Küchenlieder auf dem Berliner Platz
Aber noch lange nicht sein frohsinniges Gemeinwesen. Denn wer „Allein gegen alle“-Stadt war, musste sich stets auch einer Sonderaufgabe stellen, die bürgerschaftliche Alltagstauglichkeit beweisen sollte. Im ersten Durchgang galt es 20 Gemüse- und Obstsorten in alphabetischer Reihenfolge aufzubieten, beim letzten Auftritt war hauswirtschaftliche Kompetenz gefragt. Gesucht waren zehn Küchenlieder in gesungener Form. Die Böblinger kamen zuhauf auf den Berliner Platz, um damals politisch ziemlich korrekte Gassenhauer wie „Ja als Hausfrau ist man dauernd auf der Wanderschaft“ und „Sabinchen“ abzusingen. Auch wenn’s nicht zum Titel gereicht hat: Böblingen fühlte sich trotzdem als Sieger. „Das Bürgerbewußtsein wurde gestärkt und man hatte wirklich ,Spaß an der Freud’“, kommentierte der Böblinger Bote.
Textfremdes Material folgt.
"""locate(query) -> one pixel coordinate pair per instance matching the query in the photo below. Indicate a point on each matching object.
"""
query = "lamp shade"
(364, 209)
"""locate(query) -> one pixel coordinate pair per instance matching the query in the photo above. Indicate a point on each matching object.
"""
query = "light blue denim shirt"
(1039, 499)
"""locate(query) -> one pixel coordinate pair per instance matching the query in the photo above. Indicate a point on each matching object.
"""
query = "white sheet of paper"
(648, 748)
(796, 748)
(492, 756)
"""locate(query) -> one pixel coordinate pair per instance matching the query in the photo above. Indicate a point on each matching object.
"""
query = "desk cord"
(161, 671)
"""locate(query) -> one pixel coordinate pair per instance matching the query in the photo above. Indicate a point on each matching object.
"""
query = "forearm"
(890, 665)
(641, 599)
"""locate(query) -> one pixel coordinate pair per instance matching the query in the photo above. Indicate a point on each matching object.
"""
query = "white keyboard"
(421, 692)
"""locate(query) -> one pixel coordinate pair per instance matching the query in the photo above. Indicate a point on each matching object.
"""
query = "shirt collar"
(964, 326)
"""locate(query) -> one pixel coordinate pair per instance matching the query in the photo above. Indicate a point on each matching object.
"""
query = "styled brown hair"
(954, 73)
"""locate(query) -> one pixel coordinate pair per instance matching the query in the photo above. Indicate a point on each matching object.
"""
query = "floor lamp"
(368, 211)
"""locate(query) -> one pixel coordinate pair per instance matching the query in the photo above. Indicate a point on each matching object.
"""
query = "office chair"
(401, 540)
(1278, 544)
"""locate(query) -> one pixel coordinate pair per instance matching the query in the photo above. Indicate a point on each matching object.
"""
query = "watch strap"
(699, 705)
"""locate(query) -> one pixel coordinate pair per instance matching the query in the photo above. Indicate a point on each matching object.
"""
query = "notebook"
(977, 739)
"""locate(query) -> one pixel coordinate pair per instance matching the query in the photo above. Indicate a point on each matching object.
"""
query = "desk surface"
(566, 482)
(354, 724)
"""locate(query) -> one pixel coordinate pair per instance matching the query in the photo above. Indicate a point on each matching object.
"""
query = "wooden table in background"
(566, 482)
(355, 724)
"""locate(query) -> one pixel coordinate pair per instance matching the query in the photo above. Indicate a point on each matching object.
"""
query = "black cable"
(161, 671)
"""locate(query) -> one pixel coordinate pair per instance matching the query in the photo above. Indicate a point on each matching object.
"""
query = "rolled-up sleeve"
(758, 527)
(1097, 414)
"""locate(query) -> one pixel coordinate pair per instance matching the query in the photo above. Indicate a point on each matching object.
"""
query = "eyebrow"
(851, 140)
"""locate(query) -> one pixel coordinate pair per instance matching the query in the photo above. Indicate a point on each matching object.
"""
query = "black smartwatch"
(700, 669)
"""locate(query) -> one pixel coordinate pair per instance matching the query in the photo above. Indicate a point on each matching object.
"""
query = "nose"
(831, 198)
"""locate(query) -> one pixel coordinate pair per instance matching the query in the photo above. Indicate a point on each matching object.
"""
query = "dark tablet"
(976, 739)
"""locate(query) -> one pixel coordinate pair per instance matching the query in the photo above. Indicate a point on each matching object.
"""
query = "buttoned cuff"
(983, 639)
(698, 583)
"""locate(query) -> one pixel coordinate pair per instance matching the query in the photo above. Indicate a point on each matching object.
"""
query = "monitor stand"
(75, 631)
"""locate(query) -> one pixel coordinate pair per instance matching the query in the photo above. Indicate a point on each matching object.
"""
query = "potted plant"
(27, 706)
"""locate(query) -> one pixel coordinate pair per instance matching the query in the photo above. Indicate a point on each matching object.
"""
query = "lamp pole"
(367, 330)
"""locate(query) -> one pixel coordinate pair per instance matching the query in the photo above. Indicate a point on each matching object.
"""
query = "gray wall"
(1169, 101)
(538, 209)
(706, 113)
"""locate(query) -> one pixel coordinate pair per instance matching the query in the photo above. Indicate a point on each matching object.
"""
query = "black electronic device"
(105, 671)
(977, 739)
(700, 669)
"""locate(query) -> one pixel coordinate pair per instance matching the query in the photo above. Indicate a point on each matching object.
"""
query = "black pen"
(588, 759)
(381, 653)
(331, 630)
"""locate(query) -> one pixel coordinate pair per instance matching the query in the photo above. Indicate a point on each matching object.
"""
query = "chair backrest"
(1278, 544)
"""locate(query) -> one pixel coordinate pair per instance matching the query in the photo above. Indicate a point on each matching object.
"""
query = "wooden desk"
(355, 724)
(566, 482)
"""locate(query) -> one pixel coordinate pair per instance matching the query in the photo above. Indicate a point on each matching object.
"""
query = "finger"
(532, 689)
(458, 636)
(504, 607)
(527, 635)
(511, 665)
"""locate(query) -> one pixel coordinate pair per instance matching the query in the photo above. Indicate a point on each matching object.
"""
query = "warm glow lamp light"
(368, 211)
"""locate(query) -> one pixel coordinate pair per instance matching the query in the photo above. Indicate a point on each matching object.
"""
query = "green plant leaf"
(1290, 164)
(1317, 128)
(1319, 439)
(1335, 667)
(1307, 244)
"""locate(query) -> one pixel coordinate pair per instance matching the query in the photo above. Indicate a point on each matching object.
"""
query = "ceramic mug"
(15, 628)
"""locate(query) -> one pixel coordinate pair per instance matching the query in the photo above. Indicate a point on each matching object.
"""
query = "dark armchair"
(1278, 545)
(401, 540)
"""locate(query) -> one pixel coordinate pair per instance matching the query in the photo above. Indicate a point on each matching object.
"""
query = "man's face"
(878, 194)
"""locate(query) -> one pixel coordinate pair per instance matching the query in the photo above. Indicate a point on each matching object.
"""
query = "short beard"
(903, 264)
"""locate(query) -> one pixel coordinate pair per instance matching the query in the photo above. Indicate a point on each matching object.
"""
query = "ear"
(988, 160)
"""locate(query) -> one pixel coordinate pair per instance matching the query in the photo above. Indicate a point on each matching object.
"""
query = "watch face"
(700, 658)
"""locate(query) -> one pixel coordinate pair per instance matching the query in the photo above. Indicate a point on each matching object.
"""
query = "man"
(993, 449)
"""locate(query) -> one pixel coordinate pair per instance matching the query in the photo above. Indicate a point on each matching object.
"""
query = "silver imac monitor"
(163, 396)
Zeit, mal wieder Radio zu hören.
Millionenpublikum an den Radiogeräten
Sendung
„Allein gegen alle“ war eine Live-Sendung, die von Hans Rosenthal in den Funkhäusern der ARD-Rundfunkanstalten moderiert und live ausgestrahlt wurde. Die erste Sendung fand 1963 in Hamburg statt, die 161. und letzte Sendung 1977 in der Villa Berg in Stuttgart. Die Übertragungen trafen auf ein Millionenpublikum an den Radiogeräten.
Teilnehmer
207 Orte und Städte stellten sich den Fragen ihrer Herausforderer. 70 (43 Kleinstädte, 18 Mittelstädte, 7 Großstädte und 2 Landeshauptstädte) waren erfolgreich und erhielten nach drei siegreichen Teilnahmen den Titel „Unschlagbare Rätselstadt“.